Priest, Barred From Communion by Mahony, Appeals to the Vatican
Controversial Roman Catholic priest Terrance A. Sweeney, barred from receiving Communion by Los Angeles Archbishop Roger M. Mahony, has appealed the ban to the Vatican.
Sweeney resigned from the Jesuit order under Vatican pressure in 1986 and married actress Pamela Shoop a year later in an Episcopal Church ceremony.
The appeal, sent Thursday to the Apostolic Signatura, a body of 24 cardinals at the Vatican, was based upon “an unprecedented action,” according to a top church lawyer of the U.S. Catholic Church.
“It’s not that unusual for a priest who marries to be in ‘bad standing’ or in an ‘irregular situation,’ ” said Father James Coriden, who teaches canon law and is dean at the Washington Theological Union, a Catholic seminary in Silver Spring, Md. “What is extremely unusual and unprecedented in my knowledge is to be publicly denied the Eucharist or to have a letter go out saying that no priest is to give him Communion.”
Will Serve as Advocate
Coriden said he will serve as an advocate for Sweeney if the Signatura takes up the case.
Mahony first informed Sweeney of the ban in January, 1988, several weeks after Sweeney had approached Mahony to receive Communion at Immaculate Conception Church in Los Angeles.
Because of Sweeney’s “well-publicized and canonically irregular marital union and my own obligation to foster good order within the archdiocese,” Mahony wrote, “. . . I ask you to refrain from presenting yourself to me, to my auxiliary bishops, or to any priest or minister of the Eucharist for reception of the Eucharist as long as you persist in retaining your present marital status.”
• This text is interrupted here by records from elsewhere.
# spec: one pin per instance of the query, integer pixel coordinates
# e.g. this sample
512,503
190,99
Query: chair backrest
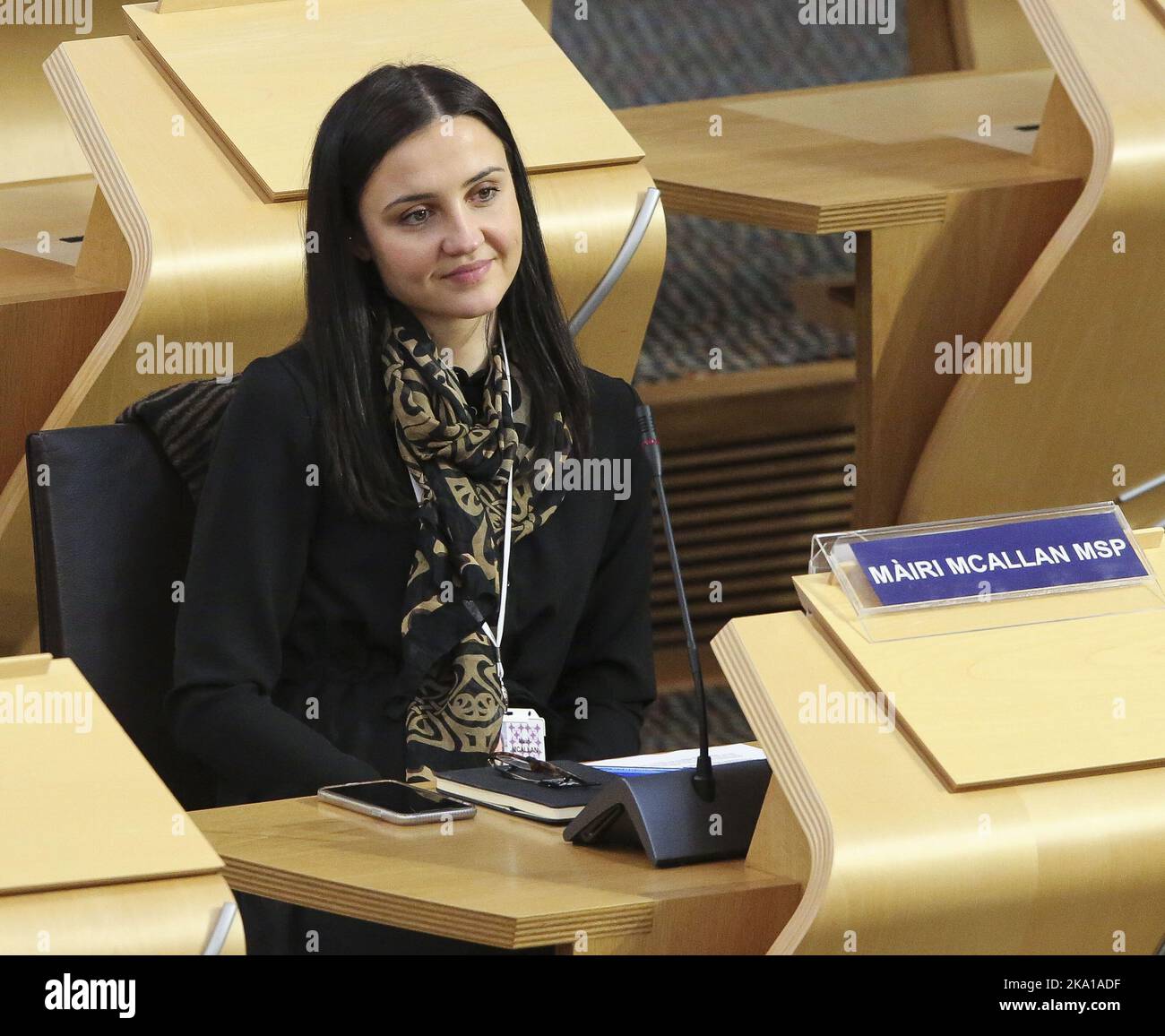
112,526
“I will renounce neither my wife nor my priesthood,” countered Sweeney, 43, in a subsequent letter to Mahony.
Sweeney resigned from the Jesuits after 24 years rather than yield to Vatican pressure to destroy his research into attitudes of the hierarchy toward optional celibacy for priests and the ordination of women. His unauthorized poll of the nation’s 312 Catholic bishops revealed that almost one-fourth of the 145 who replied said they would favor married priests.
In a letter addressed to Mahony and delivered Thursday to Msgr. Stephen Blair, chancellor of the archdiocese, Sweeney contended that Mahony’s directive to “offer not Communion but a blessing only” if he appeared at the altar rail is contrary to church law.
“The laws mandating celibacy for priests and forbidding priests to marry are morally wrong and therefore invalid,” Sweeney wrote. Copies of his six-page appeal to Cardinal Achilla Silvestrini, prefect of the Apostolic Signatura in Rome, and a background paper by Sweeney, “Seven Reasons Why Requiring Celibacy by Law Is Immoral,” were attached to the letter to Mahony.
Sweeney also furnished copies of the documents and letters between Sweeney and Mahony to The Times.
Mahony said Friday that he considered receiving the materials “as merely advising me of the action in sending it (the appeal) to Rome. . . . My position is still the same,” Mahony added through archdiocesan press spokesman Bill Rivera. “When one creates a position of public scandal, I don’t have the freedom to permit him to receive Communion.”
Since he was forced out of the Jesuits, Sweeney is no longer under the authority of the religious order. He technically remains a priest but cannot exercise sacramental ministry. His marriage did not incur excommunication, but denial of his right to receive Communion is the same penalty imposed upon those who are considered to be excommunicated.
Father Francis Fajella, a canon lawyer who is a specialist in church vocational affairs, said in a telephone interview from his mission station in Panama City, Fla., that the Apostolic Signatura is not obligated to answer Sweeney’s appeal, and thus may choose to ignore it.
“The Signatura doesn’t say who’s right or wrong,” Fajella said. “But they could hear it. And that could take years.”
Fajella added that Mahony may be within his rights as head of the archdiocese because he is “the legislator, the executive and the judiciary all rolled into one.”
Fajella and canonist Coriden agreed that though it is now common for Catholic priests to drop out and marry, Sweeney’s case is exceptional because of his high visibility.
Sweeney has won an Emmy for his film work and he was technical adviser for “The Thorn Birds,” a television series based on a novel about a Catholic priest who fell in love with one his parishioners. He attracted national attention when he released the results of his bishops’ survey.
“Terry is a very unique individual in a very unique situation,” Fajella said. “All he’s doing is churning up the water and making a public issue of it. He’s using it (the ban) as an attention-getting device.”
Mahony “has general responsibility for the spiritual welfare of the archdiocese,” Coriden said. “If he sees that (Sweeney’s taking Communion) as . . . producing scandal among the faithful, then perhaps his action might be justified. . . . The whole issue is a tough call.”